Neolithische revolutie: de overstap naar een landbouwsamenleving
De eerste mensen leefden als jager-verzamelaars een nomadisch bestaan. Maar deze levenswijze veranderde. In de prehistorie werd steeds vaker landbouw het belangrijkste middel van bestaan. Waarom dit gebeurde is lastig te achterhalen voor archeologen. Men vermoedt dat het een combinatie van factoren was.
Een revolutie?
Doordat jager-verzamelaars al eeuwen op dezelfde manier leefden, hadden zij een enorme kennis over wilde granen en andere eetbare planten. In sommige delen van het Midden-Oosten werd het rond 20.000 v.C. steeds natter en warmer. Dankzij deze klimaatverandering konden de jager-verzamelaars voedsel in overvloed vinden in dat gebied. Zij hoefden daardoor niet meer rond te trekken. Tijdelijke hutten en kampementen maakten plaats voor permanentere nederzettingen. Daarentegen bleven grote klimatologische veranderingen in Europa uit, waardoor men daar nomadisch bleef leven.
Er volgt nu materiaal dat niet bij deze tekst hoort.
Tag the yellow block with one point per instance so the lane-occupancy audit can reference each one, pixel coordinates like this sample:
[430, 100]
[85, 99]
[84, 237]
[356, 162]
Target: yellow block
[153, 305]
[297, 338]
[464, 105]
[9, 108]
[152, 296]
Rond 12.000 v.C. brak er weer een koudere en drogere periode aan. Het gevolg was dat de overvloed stopte. Het aantal eetbare granen, andere planten en dieren nam drastisch af. Maar de semipermanente inwoners van het Midden-Oosten waren met te veel, waardoor simpelweg doorgaan met jagen en verzamelen te weinig opleverde. In de Vruchtbare Halve Maan, het gebied waar tegenwoordig Israël, Syrië Libanon, Iran, Turkije en de uitlopers van Egypte liggen; ontdekten mensen waarschijnlijk hoe zij zelf granen konden verbouwen. Uit het meest recente archeologisch onderzoek blijkt dat dit geen keuze was, maar noodzaak!
Naast het verbouwen van eetbare granen, ging men ook gedomesticeerde dieren houden: veeteelt. Doordat de gevolgen van deze overstap naar de landbouw zo groot waren spreken we van een landbouwrevolutie of neolithische revolutie. ‘Neo’ betekent nieuw en ‘lithisch’ steentijd. Daarom wordt de periode uit de prehistorie waarin men overstapte op landbouw, het neolithicum genoemd.
Kenmerken van een landbouwsamenleving
Na 7000 jaar voltrok de landbouwrevolutie zich ook in West-Europa. Onder archeologen heerst er discussie: zijn de inwoners van West-Europa zelf overgestapt op de landbouw of werd deze geïntroduceerd vanuit het Midden-Oosten. Deze laatste groep archeologen vermoedt dat het aantal inwoners zo snel steeg in het Midden-Oosten, dat de bevolkingsdruk ook toenam. Daarop zijn een aantal boeren verhuisd naar Europa en met hen ook de kennis over landbouw.
De overgang van een jager-verzamelaarsamenleving naar een landbouwsamenleving had grote gevolgen. Overal waar landbouw werd bedreven, ging men sedentair leven: tijdelijke hutten maakten plaats voor stevige boerderijen. Ook ontstonden er kleine dorpen. Daarnaast gebruikten boeren andere gebruiksvoorwerpen dan de jager-verzamelaars. Bijlen, messen en pijlpunten werden vervaardigd, maar ook sikkels en ploegen om het land te bewerken. Om voorraden op te slaan werden potten van klei gebakken. Doordat men op een plek bleef wonen, vergaarden deze eerste boeren ook steeds meer bezittingen. Bezit betekende aanzien en ook vaak macht. Armere boeren zochten in tijden van tegenspoed vaak welvarendere boeren op en vroegen om hulp. Daardoor werd deze laatste groep steeds belangrijker in de boerengemeenschappen. Maar van echt grote sociale verschillen was nog geen sprake. Overigens ging men niet van de een op de andere dag volledig over op landbouw. Nog duizenden jaren bleven de eerste boeren hun oogsten aanvullen met het jagen op wild en het verzamelen van eetbare planten.